Désolant/Dramatique

Les prisons vénézuéliennes aux mains des caïds

Massacre dans la prison d'Uribana (Venezuela)

Massacre dans la prison d’Uribana (photo: Rafael Rodríguez AP/SIPA)

Il ne se passe pas un mois sans que la presse internationale ne fasse mention d’un massacre hors-normes dans une prison vénézuélienne. Cette semaine, c’est à la prison d’Uribana, dans l’état de Lara, qu’un carnage a eu lieu. Le bilan (provisoire encore) fait état de 61 morts et 120 blessés.

Le problème des prisons au Venezuela ne date pas d’hier. Il est récurrent depuis au moins une trentaine d’années, ainsi que le montre déjà un reportage télévisé datant de 1994 (en espagnol) dans lequel il est question des conditions de détention dans la prison d’El Dorado et d’un massacre dans la tristement célèbre prison de Sabaneta, à Maracaibo. Voyez encore cet article du Monde Diplomatique (extrait), qui date de 1996 et est consacré, lui aussi, à Sabaneta. Mais il semble bien que le problème s’est aggravé ces dernières années, avec la montée en force des détenus eux-mêmes face à l’administration des prisons.

Gestion par les détenus

Pour bien comprendre la situation, il faut savoir en quoi consiste une prison au Venezuela : si ce n’est la situation d’enfermement, cela n’a que peu de rapports avec les prisons comme nous les connaissons. En effet, la gestion des prisons est le fait des prisonniers eux-mêmes, qui ont pris le pouvoir de facto sur leur territoire. L’administration se cantonne dans la zone extérieure, dans ses bureaux. Sauf fait exceptionnel, elle ne pénètre pas à l’intérieur. Et si elle le fait, c’est sous la protection de la Guardia Nacional, sorte de gendarmerie nationale largement militarisée.

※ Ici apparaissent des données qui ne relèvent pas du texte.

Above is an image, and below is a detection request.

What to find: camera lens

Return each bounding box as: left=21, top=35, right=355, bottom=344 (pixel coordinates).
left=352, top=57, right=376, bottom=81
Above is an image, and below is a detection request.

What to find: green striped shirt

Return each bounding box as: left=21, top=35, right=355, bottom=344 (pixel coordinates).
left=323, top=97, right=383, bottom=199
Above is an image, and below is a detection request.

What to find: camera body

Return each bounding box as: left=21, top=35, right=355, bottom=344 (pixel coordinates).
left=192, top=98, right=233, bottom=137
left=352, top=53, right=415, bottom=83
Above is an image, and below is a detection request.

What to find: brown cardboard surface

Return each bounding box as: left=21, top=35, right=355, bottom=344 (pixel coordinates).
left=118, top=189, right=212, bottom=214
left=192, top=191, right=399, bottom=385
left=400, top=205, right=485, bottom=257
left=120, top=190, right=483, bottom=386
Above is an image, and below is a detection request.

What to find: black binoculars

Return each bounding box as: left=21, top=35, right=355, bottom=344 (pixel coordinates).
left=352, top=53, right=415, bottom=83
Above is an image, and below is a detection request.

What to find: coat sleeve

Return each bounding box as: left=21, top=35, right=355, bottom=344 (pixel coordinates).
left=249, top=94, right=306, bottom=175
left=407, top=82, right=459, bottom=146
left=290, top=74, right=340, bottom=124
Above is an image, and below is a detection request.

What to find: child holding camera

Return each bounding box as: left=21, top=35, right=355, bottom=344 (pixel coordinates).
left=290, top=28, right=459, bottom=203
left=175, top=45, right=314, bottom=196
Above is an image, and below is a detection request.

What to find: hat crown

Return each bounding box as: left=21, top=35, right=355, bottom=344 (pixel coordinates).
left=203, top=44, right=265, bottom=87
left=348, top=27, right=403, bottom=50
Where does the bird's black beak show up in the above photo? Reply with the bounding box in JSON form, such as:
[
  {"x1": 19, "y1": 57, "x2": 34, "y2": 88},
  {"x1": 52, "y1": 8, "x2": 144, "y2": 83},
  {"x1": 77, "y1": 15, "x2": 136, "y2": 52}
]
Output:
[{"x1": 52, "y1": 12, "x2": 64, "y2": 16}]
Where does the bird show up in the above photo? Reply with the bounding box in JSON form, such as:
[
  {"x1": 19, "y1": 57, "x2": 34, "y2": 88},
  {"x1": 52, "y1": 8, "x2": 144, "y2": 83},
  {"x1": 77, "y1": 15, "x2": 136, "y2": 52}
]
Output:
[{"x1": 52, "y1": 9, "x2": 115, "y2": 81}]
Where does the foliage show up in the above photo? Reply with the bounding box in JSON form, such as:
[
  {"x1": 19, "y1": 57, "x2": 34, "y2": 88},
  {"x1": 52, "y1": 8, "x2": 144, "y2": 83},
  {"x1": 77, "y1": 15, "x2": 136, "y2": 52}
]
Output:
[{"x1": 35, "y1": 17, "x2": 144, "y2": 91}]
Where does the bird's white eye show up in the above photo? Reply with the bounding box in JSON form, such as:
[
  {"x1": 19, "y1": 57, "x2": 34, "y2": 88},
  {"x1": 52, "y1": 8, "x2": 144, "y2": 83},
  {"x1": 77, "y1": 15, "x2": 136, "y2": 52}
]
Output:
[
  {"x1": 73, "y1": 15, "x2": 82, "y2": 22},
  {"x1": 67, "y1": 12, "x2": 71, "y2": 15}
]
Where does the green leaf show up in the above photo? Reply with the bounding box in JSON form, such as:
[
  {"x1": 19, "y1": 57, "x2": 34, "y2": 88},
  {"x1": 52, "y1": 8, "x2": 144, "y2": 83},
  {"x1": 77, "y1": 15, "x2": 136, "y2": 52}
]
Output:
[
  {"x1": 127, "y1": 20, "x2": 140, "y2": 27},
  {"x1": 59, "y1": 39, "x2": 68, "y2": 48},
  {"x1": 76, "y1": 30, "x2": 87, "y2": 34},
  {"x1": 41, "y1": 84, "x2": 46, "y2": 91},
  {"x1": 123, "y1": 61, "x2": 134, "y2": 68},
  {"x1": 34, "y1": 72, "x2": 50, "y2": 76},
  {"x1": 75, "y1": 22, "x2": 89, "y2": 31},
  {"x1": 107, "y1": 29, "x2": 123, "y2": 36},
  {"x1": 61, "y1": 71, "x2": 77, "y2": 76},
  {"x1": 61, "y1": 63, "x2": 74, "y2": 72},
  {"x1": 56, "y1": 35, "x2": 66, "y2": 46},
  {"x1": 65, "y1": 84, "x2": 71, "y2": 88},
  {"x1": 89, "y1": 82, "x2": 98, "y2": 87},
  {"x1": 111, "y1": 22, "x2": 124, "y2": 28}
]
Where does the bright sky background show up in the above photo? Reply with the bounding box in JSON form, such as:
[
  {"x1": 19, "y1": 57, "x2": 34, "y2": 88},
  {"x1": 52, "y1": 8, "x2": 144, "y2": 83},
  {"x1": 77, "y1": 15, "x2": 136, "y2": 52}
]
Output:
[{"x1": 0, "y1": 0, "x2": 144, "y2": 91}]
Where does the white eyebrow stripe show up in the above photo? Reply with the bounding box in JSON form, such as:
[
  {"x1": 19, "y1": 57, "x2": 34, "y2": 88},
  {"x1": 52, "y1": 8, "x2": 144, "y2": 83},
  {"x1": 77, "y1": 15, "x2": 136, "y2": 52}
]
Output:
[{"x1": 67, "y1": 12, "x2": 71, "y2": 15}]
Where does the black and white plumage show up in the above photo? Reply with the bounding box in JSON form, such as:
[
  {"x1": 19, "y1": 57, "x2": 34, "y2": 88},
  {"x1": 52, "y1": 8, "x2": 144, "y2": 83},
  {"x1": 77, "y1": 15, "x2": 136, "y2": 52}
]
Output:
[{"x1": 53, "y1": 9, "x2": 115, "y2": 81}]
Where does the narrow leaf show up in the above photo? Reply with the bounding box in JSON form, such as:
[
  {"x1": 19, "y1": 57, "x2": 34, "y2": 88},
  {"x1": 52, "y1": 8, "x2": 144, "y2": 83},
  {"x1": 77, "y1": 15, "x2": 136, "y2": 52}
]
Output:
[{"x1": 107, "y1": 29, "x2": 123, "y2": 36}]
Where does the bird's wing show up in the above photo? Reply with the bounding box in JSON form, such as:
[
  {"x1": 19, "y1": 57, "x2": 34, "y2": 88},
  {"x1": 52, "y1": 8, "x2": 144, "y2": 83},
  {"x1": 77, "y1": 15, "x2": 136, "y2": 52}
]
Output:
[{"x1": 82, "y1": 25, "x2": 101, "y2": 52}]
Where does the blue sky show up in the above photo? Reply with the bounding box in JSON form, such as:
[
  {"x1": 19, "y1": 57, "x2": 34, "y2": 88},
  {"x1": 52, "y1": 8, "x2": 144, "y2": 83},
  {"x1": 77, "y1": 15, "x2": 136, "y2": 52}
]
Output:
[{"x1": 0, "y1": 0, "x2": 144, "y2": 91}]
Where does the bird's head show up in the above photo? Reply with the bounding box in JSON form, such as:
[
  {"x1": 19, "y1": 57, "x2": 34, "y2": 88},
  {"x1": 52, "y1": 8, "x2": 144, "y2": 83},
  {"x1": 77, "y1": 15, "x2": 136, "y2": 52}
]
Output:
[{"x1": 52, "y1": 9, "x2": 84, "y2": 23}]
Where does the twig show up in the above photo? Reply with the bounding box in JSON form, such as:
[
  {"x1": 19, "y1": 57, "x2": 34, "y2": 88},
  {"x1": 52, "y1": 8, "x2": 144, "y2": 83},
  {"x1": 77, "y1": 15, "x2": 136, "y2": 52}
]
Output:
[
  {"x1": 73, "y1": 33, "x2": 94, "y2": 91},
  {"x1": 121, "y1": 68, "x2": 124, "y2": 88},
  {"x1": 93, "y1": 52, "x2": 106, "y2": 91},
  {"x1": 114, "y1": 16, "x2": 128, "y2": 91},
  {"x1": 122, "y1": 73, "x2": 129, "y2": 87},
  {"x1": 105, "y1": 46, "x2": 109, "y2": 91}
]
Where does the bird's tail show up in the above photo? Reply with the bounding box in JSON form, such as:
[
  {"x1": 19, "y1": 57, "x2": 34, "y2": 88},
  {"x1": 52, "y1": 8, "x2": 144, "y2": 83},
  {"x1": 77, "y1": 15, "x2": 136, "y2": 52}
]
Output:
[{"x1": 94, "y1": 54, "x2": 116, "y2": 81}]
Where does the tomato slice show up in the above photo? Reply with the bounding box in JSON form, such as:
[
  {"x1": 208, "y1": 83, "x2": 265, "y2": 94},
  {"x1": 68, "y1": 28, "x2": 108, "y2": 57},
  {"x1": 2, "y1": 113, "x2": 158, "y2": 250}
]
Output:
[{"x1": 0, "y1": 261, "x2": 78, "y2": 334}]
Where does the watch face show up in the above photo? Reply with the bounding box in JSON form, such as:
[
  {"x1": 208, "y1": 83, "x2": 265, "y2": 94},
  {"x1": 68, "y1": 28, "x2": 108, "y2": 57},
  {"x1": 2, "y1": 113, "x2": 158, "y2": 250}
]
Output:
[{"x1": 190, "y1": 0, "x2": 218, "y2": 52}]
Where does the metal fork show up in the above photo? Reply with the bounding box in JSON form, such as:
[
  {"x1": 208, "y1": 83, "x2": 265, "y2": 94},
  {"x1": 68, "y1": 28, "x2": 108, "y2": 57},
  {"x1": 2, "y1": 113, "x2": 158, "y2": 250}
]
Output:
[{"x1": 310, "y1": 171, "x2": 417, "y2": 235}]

L’intérieur des prisons se trouve donc sous un statut d' »autogestion » assuré par les détenus eux-mêmes. Dans ce microcosme particulièrement violent, ce sont les relations de force qui prévalent. Une hiérarchie se constitue, avec à sa tête un pran, un caïd qui s’impose peu à peu en formant un groupe de protégés, à qui il assure la protection en échange de la fidélité à sa personne. Mais son pouvoir peut être remis en cause à tout instant par un prétendant : aussi s’entoure-t-il de lieutenants armés qui assurent sa protection rapprochée.

Complicités

Prison au Venezuela

Photo : AFP-archives

Armés ? Eh oui, c’est par centaines que l’on compte les armes de toutes sortes à l’intérieur des prisons ! Comment y pénètrent-elles ? Grâce à la complicité des autorités et des gardes nationaux, qui refusent difficilement de menus émoluments si on leur demande de fermer les yeux devant tous les trafics qui défilent devant eux…

Trafic d’armes, mais aussi trafic des stupéfiants les plus divers. En effet, les détenus restent en contact constant, pour leur approvisionnement, avec les gars de leur bande restés à l’extérieur. Dans les prisons s’organise ainsi un véritable marché d’armes et de drogues, à destination des détenus eux-mêmes. C’est bien entendu le pran qui tire les ficelles de ce commerce extrêmement lucratif, augmentant ainsi son pouvoir, sa richesse et ses privilèges (il bénéficiera par exemple d’une cellule avec salle de bain privée et air conditionné).

Lucratif

La figure du pran, dont l’apparition remonte aux dernières années, est incarnée par des criminels connus pour leur dangerosité et qui, une fois en prison, sont « en relation directe » avec l’administration. Ils créent de « mini-Etats » très lucratifs dans la prison, explique Carlos Nieto Palma, responsable de l’ONG Una ventana a la libertad [Une fenêtre sur la liberté].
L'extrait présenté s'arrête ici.